Heinisch-Hosek: Kindeswohl steht im Mittelpunkt des neuen Familienrechts

Familienrechtspaket im Ministerrat beschlossen

Wien (OTS) - "Unser gemeinsames Ziel war, mit den Neuregelungen im Familienrecht Eltern dabei zu unterstützen, Streit und gegenseitige Verletzungen im Sinne des Kindeswohls zurückzustellen. Das ist uns gelungen, die Novelle ist ein großer Schritt vorwärts", so Frauenministerin Gabriele Heinisch-Hosek anlässlich des heutigen Ministerratsbeschlusses.

"Mir war von Anfang an wichtig, dass wir für strittige Trennungen besondere Vorkehrungen treffen. Der Staat darf sich in diesen Rosenkriegen nicht aus seiner Verantwortung nehmen und die Kinder im Stich lassen. Das machen wir mit diesem Gesetzesentwurf sehr deutlich." Konkret müsse jeder Richter, jede Richterin jeden einzelnen Fall genau prüfen. Es wird nicht sofort über einen Antrag auf gemeinsame Obsorge entschieden, in einer sechsmonatigen "Phase der vorläufigen elterlichen Verantwortung" soll sich herauskristallisieren, ob die alleinige oder gemeinsame Obsorge am besten für das Kind ist. "Das Gericht kann nach dieser Phase eine qualifizierte Entscheidung treffen, weil es sieht, ob es zwischen den Eltern funktioniert oder nicht", so die Frauenministerin.

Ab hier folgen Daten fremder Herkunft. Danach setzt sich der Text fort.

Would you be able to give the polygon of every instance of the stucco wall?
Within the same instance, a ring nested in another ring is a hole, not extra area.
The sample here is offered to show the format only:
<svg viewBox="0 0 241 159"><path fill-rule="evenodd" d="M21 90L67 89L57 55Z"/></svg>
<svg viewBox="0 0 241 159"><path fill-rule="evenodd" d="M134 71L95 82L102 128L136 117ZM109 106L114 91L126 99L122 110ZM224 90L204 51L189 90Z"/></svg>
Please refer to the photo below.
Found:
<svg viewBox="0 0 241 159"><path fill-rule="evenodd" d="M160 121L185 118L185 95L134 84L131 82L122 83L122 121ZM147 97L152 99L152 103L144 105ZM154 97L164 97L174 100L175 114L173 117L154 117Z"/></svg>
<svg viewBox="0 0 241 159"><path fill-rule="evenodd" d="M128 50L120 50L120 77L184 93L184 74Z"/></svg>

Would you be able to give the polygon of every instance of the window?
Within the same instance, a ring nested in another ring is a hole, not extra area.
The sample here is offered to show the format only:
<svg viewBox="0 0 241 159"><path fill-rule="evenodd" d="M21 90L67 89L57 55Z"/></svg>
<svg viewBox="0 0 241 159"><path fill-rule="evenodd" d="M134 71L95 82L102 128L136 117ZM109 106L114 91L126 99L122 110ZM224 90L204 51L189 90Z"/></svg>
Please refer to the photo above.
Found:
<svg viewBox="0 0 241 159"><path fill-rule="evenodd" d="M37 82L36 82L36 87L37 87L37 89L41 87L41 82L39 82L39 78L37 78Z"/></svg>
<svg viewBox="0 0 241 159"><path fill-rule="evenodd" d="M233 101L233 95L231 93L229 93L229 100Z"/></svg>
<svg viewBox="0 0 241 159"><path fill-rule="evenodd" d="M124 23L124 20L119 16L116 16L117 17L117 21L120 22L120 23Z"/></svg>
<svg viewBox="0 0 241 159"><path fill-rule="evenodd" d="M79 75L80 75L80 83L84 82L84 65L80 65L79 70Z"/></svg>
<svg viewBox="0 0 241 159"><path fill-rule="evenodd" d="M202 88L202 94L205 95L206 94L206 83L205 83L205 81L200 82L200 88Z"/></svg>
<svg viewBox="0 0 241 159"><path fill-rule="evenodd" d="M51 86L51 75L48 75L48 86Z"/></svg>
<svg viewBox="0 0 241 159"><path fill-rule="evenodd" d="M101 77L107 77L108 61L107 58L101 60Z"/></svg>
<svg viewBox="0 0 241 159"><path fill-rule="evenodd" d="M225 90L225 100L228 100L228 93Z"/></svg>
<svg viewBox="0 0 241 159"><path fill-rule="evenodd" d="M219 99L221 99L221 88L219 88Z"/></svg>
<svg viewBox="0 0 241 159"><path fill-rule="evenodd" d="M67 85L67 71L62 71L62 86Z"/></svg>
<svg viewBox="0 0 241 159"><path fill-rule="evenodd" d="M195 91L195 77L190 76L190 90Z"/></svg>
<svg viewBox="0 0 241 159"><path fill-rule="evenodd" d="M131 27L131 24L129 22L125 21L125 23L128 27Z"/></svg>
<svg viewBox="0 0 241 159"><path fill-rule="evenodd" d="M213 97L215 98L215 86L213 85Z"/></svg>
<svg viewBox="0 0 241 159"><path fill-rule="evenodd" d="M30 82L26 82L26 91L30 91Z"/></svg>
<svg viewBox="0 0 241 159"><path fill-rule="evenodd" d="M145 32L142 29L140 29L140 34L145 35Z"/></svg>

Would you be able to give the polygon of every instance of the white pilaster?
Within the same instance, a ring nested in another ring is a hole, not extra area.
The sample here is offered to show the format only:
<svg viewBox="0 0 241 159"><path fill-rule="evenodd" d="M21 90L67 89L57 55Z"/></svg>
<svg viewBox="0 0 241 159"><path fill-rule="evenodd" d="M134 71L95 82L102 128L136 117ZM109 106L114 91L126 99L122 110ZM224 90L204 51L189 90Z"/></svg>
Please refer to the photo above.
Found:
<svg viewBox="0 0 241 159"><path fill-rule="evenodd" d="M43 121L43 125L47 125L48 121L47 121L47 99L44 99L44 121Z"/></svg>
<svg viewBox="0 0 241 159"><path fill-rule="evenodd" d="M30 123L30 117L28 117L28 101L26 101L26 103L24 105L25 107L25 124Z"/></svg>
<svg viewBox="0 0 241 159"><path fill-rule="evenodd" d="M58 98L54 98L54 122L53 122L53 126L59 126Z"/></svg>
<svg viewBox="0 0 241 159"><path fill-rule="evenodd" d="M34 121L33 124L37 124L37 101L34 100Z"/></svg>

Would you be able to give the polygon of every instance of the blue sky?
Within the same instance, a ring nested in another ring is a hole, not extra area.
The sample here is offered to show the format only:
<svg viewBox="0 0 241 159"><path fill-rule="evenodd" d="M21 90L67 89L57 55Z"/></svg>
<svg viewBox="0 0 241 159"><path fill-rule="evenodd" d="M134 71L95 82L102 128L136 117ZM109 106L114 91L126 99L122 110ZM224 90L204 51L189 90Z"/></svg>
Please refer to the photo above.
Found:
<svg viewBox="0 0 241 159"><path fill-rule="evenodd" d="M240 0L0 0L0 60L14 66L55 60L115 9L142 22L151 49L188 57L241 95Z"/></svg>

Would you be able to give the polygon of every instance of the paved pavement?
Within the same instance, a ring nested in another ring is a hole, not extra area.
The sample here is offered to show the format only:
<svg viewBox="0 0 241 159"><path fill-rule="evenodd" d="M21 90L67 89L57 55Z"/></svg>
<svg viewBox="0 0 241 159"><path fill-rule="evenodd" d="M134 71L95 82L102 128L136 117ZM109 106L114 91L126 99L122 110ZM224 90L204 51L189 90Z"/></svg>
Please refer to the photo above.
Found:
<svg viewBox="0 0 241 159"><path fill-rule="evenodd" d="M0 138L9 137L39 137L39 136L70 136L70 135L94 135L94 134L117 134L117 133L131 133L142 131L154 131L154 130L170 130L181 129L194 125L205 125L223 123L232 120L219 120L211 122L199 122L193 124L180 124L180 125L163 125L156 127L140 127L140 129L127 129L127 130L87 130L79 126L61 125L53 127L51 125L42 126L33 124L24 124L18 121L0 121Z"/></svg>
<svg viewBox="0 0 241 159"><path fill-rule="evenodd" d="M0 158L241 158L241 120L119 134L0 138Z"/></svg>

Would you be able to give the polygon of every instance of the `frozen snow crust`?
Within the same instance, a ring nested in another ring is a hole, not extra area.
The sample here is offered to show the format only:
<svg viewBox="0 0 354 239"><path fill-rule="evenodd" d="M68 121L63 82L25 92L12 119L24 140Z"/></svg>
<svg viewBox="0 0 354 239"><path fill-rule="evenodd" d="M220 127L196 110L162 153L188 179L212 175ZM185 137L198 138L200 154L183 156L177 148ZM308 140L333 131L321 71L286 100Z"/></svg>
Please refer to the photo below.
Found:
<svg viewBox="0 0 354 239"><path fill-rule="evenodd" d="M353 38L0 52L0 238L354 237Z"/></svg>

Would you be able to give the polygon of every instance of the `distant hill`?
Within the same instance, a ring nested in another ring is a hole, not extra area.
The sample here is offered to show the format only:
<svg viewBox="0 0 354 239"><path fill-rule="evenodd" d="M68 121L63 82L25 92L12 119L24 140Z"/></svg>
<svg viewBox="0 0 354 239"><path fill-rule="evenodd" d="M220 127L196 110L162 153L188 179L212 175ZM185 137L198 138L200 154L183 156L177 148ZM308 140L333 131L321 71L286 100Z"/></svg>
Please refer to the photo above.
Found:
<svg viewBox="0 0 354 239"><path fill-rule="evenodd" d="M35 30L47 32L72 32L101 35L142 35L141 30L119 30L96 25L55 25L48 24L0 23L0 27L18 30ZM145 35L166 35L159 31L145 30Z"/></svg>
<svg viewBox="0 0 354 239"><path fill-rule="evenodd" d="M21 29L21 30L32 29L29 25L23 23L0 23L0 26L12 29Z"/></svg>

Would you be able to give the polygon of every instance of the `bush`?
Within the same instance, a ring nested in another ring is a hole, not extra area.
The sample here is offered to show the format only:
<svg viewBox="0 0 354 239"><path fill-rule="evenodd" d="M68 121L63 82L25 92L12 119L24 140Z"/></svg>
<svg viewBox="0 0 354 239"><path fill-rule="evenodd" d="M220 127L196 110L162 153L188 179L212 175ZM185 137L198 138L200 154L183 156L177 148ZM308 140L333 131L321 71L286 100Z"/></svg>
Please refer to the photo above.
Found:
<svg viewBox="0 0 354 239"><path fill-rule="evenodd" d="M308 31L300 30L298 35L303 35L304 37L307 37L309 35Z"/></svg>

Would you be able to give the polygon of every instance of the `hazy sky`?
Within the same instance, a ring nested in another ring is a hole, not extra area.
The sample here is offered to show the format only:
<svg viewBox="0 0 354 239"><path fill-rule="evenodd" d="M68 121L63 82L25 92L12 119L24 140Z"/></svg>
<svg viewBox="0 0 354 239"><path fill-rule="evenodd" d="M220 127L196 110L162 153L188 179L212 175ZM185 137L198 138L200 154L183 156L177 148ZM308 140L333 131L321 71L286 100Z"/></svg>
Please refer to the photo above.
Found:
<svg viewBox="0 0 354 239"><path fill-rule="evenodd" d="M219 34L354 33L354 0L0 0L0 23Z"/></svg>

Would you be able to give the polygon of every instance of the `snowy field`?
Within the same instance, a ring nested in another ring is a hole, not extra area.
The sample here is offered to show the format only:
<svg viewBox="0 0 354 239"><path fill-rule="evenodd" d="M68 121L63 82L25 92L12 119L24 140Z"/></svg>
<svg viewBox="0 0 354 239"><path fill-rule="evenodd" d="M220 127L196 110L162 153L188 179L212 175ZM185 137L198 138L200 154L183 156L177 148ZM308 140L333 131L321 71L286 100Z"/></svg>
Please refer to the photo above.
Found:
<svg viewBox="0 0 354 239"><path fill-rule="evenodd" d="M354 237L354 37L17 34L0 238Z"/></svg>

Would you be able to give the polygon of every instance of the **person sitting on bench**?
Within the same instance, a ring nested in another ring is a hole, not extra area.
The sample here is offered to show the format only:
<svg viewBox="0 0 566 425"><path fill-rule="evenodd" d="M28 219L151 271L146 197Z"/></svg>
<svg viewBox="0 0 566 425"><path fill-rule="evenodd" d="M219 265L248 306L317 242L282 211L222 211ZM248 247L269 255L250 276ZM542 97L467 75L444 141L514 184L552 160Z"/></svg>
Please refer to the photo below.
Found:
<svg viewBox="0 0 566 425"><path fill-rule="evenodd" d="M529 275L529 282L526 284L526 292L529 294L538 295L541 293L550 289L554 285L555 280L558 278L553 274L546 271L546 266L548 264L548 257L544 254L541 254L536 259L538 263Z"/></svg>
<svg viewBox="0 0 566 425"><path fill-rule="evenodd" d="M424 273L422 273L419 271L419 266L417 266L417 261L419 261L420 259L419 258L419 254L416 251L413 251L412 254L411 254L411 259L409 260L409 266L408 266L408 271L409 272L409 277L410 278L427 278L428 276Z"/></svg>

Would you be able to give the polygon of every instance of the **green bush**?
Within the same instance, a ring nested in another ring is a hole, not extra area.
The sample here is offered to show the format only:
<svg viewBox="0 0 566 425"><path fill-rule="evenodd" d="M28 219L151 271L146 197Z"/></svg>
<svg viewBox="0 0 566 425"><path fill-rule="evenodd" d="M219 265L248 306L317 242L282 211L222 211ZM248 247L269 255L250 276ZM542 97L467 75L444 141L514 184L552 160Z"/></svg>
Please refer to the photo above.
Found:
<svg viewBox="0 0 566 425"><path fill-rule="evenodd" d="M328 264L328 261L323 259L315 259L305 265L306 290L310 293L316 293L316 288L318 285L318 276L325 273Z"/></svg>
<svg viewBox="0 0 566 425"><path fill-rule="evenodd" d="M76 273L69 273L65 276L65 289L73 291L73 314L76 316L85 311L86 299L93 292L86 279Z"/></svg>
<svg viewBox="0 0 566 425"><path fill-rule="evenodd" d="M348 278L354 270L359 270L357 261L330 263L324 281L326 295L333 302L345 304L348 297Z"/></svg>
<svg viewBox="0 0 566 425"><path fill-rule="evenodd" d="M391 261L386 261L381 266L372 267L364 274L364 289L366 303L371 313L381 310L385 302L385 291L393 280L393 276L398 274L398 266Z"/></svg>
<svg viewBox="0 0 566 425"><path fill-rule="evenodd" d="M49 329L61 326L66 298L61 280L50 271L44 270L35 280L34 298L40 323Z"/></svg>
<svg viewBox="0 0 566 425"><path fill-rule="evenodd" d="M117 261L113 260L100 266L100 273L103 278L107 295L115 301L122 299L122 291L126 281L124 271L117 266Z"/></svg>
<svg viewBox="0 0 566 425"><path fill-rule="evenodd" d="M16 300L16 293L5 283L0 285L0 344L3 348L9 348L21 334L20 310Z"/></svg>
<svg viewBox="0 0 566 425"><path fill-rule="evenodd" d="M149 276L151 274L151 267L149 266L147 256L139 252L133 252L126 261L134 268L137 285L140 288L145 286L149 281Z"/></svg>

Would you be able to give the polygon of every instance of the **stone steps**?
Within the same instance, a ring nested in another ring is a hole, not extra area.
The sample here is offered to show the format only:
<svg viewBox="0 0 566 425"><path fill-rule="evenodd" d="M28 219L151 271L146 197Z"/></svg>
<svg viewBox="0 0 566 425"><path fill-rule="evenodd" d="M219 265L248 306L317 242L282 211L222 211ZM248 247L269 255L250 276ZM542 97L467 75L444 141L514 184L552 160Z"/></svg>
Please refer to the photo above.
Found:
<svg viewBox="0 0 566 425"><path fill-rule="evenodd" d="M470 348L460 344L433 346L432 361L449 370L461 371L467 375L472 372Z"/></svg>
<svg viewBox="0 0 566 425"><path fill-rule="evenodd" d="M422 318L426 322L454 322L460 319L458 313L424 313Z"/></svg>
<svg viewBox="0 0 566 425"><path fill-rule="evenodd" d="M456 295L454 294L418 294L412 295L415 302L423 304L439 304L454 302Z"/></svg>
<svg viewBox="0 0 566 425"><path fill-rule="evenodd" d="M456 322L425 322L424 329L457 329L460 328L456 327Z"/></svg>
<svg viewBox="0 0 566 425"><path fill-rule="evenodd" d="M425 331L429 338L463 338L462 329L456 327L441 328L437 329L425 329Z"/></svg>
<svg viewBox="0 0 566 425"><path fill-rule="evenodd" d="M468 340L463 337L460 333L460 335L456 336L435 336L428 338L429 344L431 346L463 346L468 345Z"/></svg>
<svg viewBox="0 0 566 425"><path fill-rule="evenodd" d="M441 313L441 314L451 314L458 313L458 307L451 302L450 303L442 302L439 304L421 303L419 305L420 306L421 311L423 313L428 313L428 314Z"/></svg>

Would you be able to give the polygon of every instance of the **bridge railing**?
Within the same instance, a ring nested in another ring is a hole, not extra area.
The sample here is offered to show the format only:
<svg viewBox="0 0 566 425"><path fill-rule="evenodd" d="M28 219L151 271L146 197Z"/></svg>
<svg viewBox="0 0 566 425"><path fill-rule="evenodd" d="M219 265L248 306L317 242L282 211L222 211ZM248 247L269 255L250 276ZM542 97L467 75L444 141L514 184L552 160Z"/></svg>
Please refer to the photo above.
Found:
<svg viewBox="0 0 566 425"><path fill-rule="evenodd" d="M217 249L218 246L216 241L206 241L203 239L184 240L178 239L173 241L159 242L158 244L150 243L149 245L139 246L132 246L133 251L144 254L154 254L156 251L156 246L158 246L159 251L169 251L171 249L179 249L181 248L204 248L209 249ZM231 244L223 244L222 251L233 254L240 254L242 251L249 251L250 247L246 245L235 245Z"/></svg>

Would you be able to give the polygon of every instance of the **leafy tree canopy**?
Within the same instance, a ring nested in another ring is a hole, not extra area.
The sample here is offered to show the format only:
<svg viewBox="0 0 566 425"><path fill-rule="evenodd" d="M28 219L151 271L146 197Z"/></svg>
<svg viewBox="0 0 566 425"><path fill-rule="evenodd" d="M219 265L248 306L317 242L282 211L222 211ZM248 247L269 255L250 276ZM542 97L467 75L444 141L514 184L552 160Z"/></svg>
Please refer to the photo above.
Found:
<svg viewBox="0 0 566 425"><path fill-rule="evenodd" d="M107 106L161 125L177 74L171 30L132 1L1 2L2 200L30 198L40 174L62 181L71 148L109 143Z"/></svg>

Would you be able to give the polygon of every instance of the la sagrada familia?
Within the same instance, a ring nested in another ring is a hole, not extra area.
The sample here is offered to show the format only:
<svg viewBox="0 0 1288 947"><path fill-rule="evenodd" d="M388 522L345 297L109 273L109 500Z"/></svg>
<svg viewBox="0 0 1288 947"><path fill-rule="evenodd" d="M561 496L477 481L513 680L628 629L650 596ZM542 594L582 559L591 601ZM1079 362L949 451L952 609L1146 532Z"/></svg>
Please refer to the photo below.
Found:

Weitere Punkte, die der Frauenministerin besonders wichtig sind: Bei einvernehmlichen Scheidungen müssen die Eltern in Zukunft schon zum Zeitpunkt der Scheidung das Besuchsrecht regeln, sich also ausmachen, wer das Kind wie oft sieht. "Diese Neuerung ist deshalb so notwendig, weil die allermeisten Streitigkeiten zwischen Ex-PartnerInnen nicht etwa aus Fragen der Obsorge, sondern des Besuchsrechts entstehen", so Heinisch-Hosek.

Außerdem sieht der Gesetzesentwurf Änderungen im Namensrecht vor, in Zukunft werden sowohl für beide EhepartnerInnen als auch für Kinder Doppelnamen möglich. Eine Verbesserung der Situation von Patchworkfamilien und Regenbogenfamilien ist ebenso enthalten wie die umfassende Neudefinition des Kindeswohls. "Mit dem vorliegenden Gesetzestext ist uns gemeinsam ein großer Wurf für die Familien in Österreich gelungen. Das Gesetz ist eine Verbesserung für alle, Kinder, Väter und Mütter", so Frauenministerin Gabriele Heinisch-Hosek abschließend.